Cat-scratch encephalopathy rarely presents without a change in mental status (seizure, coma, combative behavior), and aphasia as a symptom of cat-scratch encephalopathy has only been reported twice before in the literature.^6,24 The first case involved a 25-year-old woman with CSD who was hospitalized after a seizure. After 4 days of treatment, she became lucid enough to speak and, at that time, demonstrated both a receptive and expressive aphasia. In contrast to our patient, aphasia was not her presenting symptom. The other case involved a 7-year-old girl who presented with an expressive aphasia and acute right hemiplegia, similar to our case. This patient demonstrated a protracted course, as her aphasia lasted nearly 2 months and her right hemiplegia was still present after 5 months of follow-up. Therefore, ours is the first report of cat-scratch encephalopathy presenting with an expressive aphasia of very short duration (hours).

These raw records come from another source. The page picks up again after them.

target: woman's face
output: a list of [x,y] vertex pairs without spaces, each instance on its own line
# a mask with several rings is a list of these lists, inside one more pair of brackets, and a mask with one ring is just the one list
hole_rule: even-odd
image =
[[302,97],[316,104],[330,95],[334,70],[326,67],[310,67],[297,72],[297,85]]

Another rare occurrence in our patient was the recurrent nature of his symptoms. Only twice before in the literature was a recurrent encephalopathy attributable to CSD described.^25,26 One patient was a 14-year-old girl who experienced 2 qualitatively different seizures 3 weeks apart. In addition, she continued to suffer from persistent speech and language difficulty 10 weeks after discharge. The other case that demonstrated an element of recurrence involved a 17-year-old girl who was admitted twice, 4 days apart, for generalized seizures that were qualitatively the same. She experienced complete resolution of her symptoms between convulsions and, again, after her second seizure. Our patient represents the first report of a case of CSD with recurrence of the same neurologic abnormality separated by complete resolution within a 24-hour time frame.

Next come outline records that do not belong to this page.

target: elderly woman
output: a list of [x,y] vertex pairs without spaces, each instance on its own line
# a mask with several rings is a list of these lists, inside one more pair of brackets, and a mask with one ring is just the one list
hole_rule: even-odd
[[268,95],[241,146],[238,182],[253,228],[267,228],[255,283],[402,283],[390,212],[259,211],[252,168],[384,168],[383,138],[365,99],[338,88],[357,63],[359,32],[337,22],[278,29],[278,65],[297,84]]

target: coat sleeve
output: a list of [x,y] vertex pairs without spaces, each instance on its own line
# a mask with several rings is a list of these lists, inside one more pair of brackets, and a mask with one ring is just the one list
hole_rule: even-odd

It is possible that our patient’s neurologic symptoms were a manifestation of nonconvulsive partial status epilepticus. There are several reports in the literature of aphasia representing the predominant symptom (often with right-sided motor deficits, as in our patient) of nonconvulsive partial status epilepticus.^27–34 It is interesting to note that partial seizures remain a potential cause of our patient’s aphasia despite his lack of response to intravenous lorazepam. In the setting of cat-scratch encephalopathy, seizures are notoriously difficult to control with antiepileptic medications. Furthermore, reports on aphasic status epilepticus have demonstrated this same difficulty.^28,30–32 Abnormalities shown by MRI, electroencephalography, and single-photon emission computed tomography typically localize to the left frontotemporal region in patients with aphasic status epilepticus.^27–31,34 Although it is difficult to localize the focus of our patient’s symptoms from a neuroanatomic perspective because of the diffuse, bilateral abnormalities seen on his MRI, the suspect frontotemporal region was certainly involved.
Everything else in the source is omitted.